1) I absolutely agree that you should start with what you have; there is no magic figure.
2) Spot-on comments by others here about dividends. Like much in this world, "it depends".
3) I consider "smart money" to be the institutional investors, i.e. mutual funds, banks, insurance companies, etc. I do indeed try to follow or even lead that money if possible.
4) It doesn't matter how many shares of a particular stock you own. Beginners all seem to want to buy penny stocks so that they can have a lot of shares. Its all about the stock, and you shouldn't be scared to buy an expensive stock if it is a great candidate!

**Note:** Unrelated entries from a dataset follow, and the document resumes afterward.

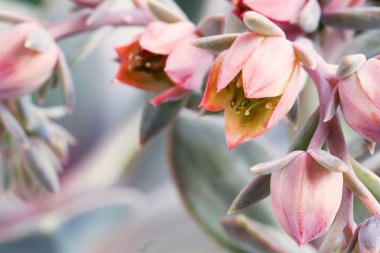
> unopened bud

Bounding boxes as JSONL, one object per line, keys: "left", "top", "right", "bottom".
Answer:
{"left": 336, "top": 54, "right": 366, "bottom": 79}
{"left": 243, "top": 11, "right": 285, "bottom": 37}
{"left": 358, "top": 214, "right": 380, "bottom": 253}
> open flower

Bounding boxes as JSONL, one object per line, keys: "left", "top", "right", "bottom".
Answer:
{"left": 336, "top": 55, "right": 380, "bottom": 143}
{"left": 115, "top": 20, "right": 214, "bottom": 106}
{"left": 250, "top": 149, "right": 345, "bottom": 245}
{"left": 231, "top": 0, "right": 321, "bottom": 33}
{"left": 0, "top": 22, "right": 59, "bottom": 99}
{"left": 200, "top": 12, "right": 314, "bottom": 149}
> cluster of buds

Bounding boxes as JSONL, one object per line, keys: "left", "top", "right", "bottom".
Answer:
{"left": 0, "top": 14, "right": 75, "bottom": 197}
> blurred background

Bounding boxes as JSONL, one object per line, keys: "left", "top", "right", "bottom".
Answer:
{"left": 0, "top": 0, "right": 378, "bottom": 253}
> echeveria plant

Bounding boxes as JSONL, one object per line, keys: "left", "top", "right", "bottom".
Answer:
{"left": 0, "top": 0, "right": 380, "bottom": 252}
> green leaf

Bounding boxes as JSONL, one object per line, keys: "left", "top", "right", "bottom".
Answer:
{"left": 351, "top": 158, "right": 380, "bottom": 202}
{"left": 140, "top": 99, "right": 184, "bottom": 145}
{"left": 228, "top": 175, "right": 270, "bottom": 215}
{"left": 168, "top": 112, "right": 277, "bottom": 253}
{"left": 322, "top": 7, "right": 380, "bottom": 30}
{"left": 288, "top": 108, "right": 319, "bottom": 152}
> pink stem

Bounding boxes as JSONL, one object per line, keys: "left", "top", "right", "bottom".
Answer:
{"left": 305, "top": 51, "right": 379, "bottom": 251}
{"left": 47, "top": 8, "right": 154, "bottom": 40}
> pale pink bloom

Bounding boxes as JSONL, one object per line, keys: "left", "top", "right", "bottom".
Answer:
{"left": 358, "top": 214, "right": 380, "bottom": 253}
{"left": 270, "top": 151, "right": 343, "bottom": 245}
{"left": 0, "top": 22, "right": 59, "bottom": 99}
{"left": 338, "top": 56, "right": 380, "bottom": 142}
{"left": 115, "top": 21, "right": 214, "bottom": 106}
{"left": 232, "top": 0, "right": 307, "bottom": 22}
{"left": 200, "top": 31, "right": 311, "bottom": 149}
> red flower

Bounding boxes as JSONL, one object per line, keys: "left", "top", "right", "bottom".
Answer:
{"left": 115, "top": 21, "right": 214, "bottom": 105}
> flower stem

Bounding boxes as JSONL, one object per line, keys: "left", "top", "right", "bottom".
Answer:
{"left": 47, "top": 9, "right": 154, "bottom": 40}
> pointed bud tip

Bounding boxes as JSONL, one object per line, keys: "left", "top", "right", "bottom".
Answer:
{"left": 336, "top": 54, "right": 366, "bottom": 79}
{"left": 146, "top": 0, "right": 185, "bottom": 23}
{"left": 243, "top": 11, "right": 285, "bottom": 37}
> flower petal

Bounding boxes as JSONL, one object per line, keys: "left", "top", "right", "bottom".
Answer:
{"left": 224, "top": 99, "right": 273, "bottom": 149}
{"left": 357, "top": 56, "right": 380, "bottom": 110}
{"left": 243, "top": 37, "right": 295, "bottom": 99}
{"left": 243, "top": 0, "right": 307, "bottom": 22}
{"left": 165, "top": 41, "right": 214, "bottom": 90}
{"left": 199, "top": 52, "right": 231, "bottom": 112}
{"left": 218, "top": 32, "right": 263, "bottom": 91}
{"left": 150, "top": 86, "right": 189, "bottom": 106}
{"left": 139, "top": 21, "right": 196, "bottom": 55}
{"left": 0, "top": 22, "right": 59, "bottom": 98}
{"left": 339, "top": 74, "right": 380, "bottom": 142}
{"left": 265, "top": 64, "right": 306, "bottom": 130}
{"left": 250, "top": 151, "right": 304, "bottom": 175}
{"left": 114, "top": 39, "right": 172, "bottom": 92}
{"left": 271, "top": 153, "right": 343, "bottom": 245}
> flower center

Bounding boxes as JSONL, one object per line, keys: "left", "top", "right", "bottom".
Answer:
{"left": 228, "top": 75, "right": 280, "bottom": 116}
{"left": 128, "top": 49, "right": 166, "bottom": 73}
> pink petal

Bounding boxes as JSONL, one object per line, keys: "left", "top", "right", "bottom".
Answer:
{"left": 339, "top": 74, "right": 380, "bottom": 142}
{"left": 199, "top": 52, "right": 231, "bottom": 112}
{"left": 271, "top": 153, "right": 343, "bottom": 245}
{"left": 243, "top": 0, "right": 307, "bottom": 22}
{"left": 165, "top": 41, "right": 214, "bottom": 90}
{"left": 242, "top": 37, "right": 295, "bottom": 98}
{"left": 0, "top": 22, "right": 59, "bottom": 99}
{"left": 265, "top": 64, "right": 305, "bottom": 129}
{"left": 150, "top": 86, "right": 189, "bottom": 106}
{"left": 357, "top": 57, "right": 380, "bottom": 110}
{"left": 139, "top": 21, "right": 196, "bottom": 55}
{"left": 217, "top": 32, "right": 263, "bottom": 91}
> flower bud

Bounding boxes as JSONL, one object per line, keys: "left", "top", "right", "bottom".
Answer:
{"left": 270, "top": 151, "right": 343, "bottom": 245}
{"left": 358, "top": 214, "right": 380, "bottom": 253}
{"left": 71, "top": 0, "right": 103, "bottom": 8}
{"left": 0, "top": 22, "right": 59, "bottom": 99}
{"left": 337, "top": 55, "right": 380, "bottom": 143}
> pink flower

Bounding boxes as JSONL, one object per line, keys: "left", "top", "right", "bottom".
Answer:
{"left": 231, "top": 0, "right": 321, "bottom": 35}
{"left": 115, "top": 20, "right": 214, "bottom": 106}
{"left": 337, "top": 56, "right": 380, "bottom": 142}
{"left": 232, "top": 0, "right": 307, "bottom": 22}
{"left": 0, "top": 22, "right": 59, "bottom": 99}
{"left": 269, "top": 151, "right": 343, "bottom": 245}
{"left": 199, "top": 13, "right": 314, "bottom": 149}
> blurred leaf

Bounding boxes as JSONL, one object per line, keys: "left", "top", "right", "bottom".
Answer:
{"left": 140, "top": 99, "right": 184, "bottom": 145}
{"left": 322, "top": 7, "right": 380, "bottom": 30}
{"left": 341, "top": 30, "right": 380, "bottom": 58}
{"left": 222, "top": 215, "right": 317, "bottom": 253}
{"left": 168, "top": 111, "right": 277, "bottom": 253}
{"left": 351, "top": 158, "right": 380, "bottom": 202}
{"left": 6, "top": 0, "right": 45, "bottom": 6}
{"left": 228, "top": 175, "right": 270, "bottom": 215}
{"left": 0, "top": 188, "right": 140, "bottom": 253}
{"left": 197, "top": 15, "right": 225, "bottom": 37}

5) I consider myself diversified with 12-15 positions. I don't like having more than 15 ever - too hard to follow. I have 10 open positions now with some on close watch due to the choppy market. I shoot for an average of 7% of my portfolio per position. I never put more than 10% per position and never less than 3%; that keeps returns meaningful per position yet never outright devastating on the other hand. I try to make sure I invest across industries/sectors but that is a secondary concern.
6) I follow a modified version of the William O'Neil and his IBD's CANSLIM model of investing. I say modified because I have adapted to my own style and tolerances with good success. It is 70% fundamental and 30% technical, as they like to say. Sell rules are 100% technical. Institutional investor sponsorship of a stock is measured through volume, and I find it a reliable indicator.
7) I had what I consider to be a good year last year -- I made 32% overall on my money. I realistically shoot for 20% per year, as that will double my money about every 3 years. That is a worthy goal! :)

I hope my contribution is helpful! We should all be investing and, most importantly, in a way that lets you sleep well at night. Investing/trading should be fun and hopefully profitable - not the cause of ulcers!